Krishna and Shiva! There, beside that river (Constable and Shepard), in those grounds! There was nothing of contemporary cult or fashion in my landlord’s use of these divinities. His Indian romance was in fact older, even antiquated, something he had inherited, like his house, something from the days of imperial glory, when — out of material satiety and the expectation of the world’s continuing to be ordered as it had been ordered for a whole century and more — power and glory had begun to undo themselves from within. Ruskinism, a turning away from the coarseness of industrialism, upper-class or cultivated sensibilities, sensibilities almost drugged by money, the Yellow Book, philosophy melting away into sensuousness, sensation — my landlord’s Indian romance partook of all of those impulses and was rooted in England, wealth, empire, the idea of glory, material satiety, a very great security.
His Indian romance — which had very little to do with me, my past, my life or my ambitions — suited his setting. His Krishna and Shiva were names and in his poems they were like Greek divinities, given the color of antique sculpture, literally touched with night-blue, the color of wantonness, the promise of a pleasure (and beauty and Keatsian truth) that made the senses reel.

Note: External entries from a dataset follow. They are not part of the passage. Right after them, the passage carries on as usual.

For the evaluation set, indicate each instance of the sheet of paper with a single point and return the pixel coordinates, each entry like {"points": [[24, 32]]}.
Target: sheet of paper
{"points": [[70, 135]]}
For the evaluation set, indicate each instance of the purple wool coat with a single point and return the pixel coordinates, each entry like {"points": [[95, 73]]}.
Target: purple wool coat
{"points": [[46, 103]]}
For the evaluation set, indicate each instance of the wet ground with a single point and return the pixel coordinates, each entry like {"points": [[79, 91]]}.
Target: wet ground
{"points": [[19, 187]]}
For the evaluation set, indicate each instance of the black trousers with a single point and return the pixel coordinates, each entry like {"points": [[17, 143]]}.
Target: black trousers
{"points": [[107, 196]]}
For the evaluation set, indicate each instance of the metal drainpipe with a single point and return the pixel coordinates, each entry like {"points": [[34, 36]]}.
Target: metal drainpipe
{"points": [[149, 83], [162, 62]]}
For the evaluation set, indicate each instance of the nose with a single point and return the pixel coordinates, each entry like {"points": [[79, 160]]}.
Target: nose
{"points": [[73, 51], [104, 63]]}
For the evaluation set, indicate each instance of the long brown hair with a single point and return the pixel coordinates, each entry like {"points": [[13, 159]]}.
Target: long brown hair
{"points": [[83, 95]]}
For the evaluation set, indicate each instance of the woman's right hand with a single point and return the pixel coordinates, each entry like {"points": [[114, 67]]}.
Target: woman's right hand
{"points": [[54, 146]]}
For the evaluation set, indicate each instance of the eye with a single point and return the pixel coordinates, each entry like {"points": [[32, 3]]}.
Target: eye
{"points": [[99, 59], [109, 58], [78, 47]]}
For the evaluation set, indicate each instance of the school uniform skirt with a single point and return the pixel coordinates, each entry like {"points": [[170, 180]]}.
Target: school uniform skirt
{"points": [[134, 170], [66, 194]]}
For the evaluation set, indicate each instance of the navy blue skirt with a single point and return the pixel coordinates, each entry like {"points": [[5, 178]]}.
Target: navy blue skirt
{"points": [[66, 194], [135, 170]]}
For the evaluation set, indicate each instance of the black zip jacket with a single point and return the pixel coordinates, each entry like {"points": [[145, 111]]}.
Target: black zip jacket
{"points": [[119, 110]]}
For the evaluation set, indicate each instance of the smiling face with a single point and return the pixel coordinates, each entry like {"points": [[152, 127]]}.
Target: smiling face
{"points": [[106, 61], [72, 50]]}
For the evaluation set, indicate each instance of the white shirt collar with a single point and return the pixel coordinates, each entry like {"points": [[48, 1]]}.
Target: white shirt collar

The conceit about the painted statues was pleasing (I felt it was an old poem). And there was knowledge of a sort of the blue, aboriginal gods of the Hindu pantheon, the lascivious Krishna, the drug-taking Shiva (blue standing, in fact, for the black of the aboriginal inhabitants of India). But in later poems — some typed by Mrs. Phillips, some printed (single sheets, with drawings) — a similar heady sensuousness was attributed to Italian youths of apparently the previous century or young Conradian sailors (again of apparently the previous century) in Peruvian or Malayan or Brazilian ports.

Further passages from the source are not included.